The english/german translation has now been verified by a professional
translator. We are now in the process of having every language verified. We've
added info about the word type - noun, verb etc. Likewise, gender. We've added
the speaking teacher to say the word, plus there is a facility for native
speakers and learners to make recordings of their daily words - this is
particularly important for languages where a text to speech engine is not
available, such as Welsh or Hindi. Immersion is the best way to learn a
language, but having a bank of 1000 words to pull from really helps
comprehension in the early days. Look out for our new release on the 1st
August. Many thanks for your feedback, Nicola

------
NicolaLearnit
Hi, this is Nicola from Learnit lists.

We are currently running a private beta test of the next release of the
widget, after identifying many of the concerns raised in these posts in
previous research.

If you would be interested in helping us with a private beta test of the next
release, please contact me on info at learnitlists dot com.

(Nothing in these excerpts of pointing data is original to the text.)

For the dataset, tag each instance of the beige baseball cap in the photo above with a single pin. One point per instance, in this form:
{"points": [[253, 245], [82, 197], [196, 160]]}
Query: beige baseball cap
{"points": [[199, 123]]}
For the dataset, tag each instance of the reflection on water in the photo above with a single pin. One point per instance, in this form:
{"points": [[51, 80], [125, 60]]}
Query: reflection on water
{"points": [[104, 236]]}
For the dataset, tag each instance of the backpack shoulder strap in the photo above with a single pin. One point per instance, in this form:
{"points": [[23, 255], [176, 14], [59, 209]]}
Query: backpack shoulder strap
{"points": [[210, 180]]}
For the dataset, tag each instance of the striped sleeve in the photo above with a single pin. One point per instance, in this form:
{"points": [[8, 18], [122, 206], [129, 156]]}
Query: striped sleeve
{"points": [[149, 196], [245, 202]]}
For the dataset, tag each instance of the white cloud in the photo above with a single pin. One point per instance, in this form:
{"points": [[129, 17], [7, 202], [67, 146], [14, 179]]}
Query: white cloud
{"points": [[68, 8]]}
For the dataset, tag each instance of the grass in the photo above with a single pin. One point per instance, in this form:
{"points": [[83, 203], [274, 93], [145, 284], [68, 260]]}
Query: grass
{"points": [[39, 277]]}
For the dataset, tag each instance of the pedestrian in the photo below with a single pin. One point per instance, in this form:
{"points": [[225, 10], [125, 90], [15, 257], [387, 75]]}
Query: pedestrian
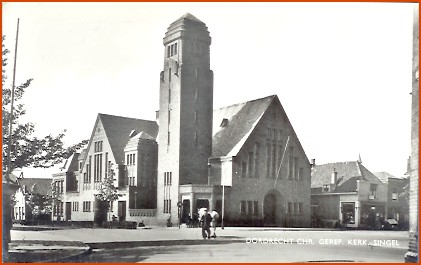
{"points": [[215, 217], [206, 221]]}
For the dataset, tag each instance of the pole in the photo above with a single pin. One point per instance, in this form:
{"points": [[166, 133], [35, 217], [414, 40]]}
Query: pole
{"points": [[9, 159], [8, 186], [282, 159], [223, 205]]}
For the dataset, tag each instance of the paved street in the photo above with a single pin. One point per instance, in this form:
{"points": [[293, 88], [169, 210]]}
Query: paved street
{"points": [[233, 245]]}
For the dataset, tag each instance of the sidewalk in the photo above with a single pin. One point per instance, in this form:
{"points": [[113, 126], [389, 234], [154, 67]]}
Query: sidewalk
{"points": [[46, 245]]}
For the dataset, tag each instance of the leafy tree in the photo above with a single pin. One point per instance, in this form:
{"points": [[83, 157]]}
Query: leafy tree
{"points": [[38, 203], [26, 149]]}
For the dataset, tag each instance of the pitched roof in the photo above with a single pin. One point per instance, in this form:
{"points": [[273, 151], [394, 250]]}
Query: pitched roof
{"points": [[70, 164], [385, 176], [238, 120], [347, 175], [118, 131], [190, 17], [136, 138], [43, 185]]}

Many thanks for your time.

------
okeumeni
Great Idea: learning another language without much effort, certainly need
improvements. Question how do you make money?

------
davidw
Some of the widgets seem slow to load. Don't want to register to try it out.

------
hormart
Thanks for comments. We (=learnitlists.com) plan on improving the widget, now
2.0 version is being developed.

I would especially appreciate your thoughts about the user interface. Is the
widget easy to use?

------
hormart
Thanks to everybody for honest feedback. That is what I want to hear :)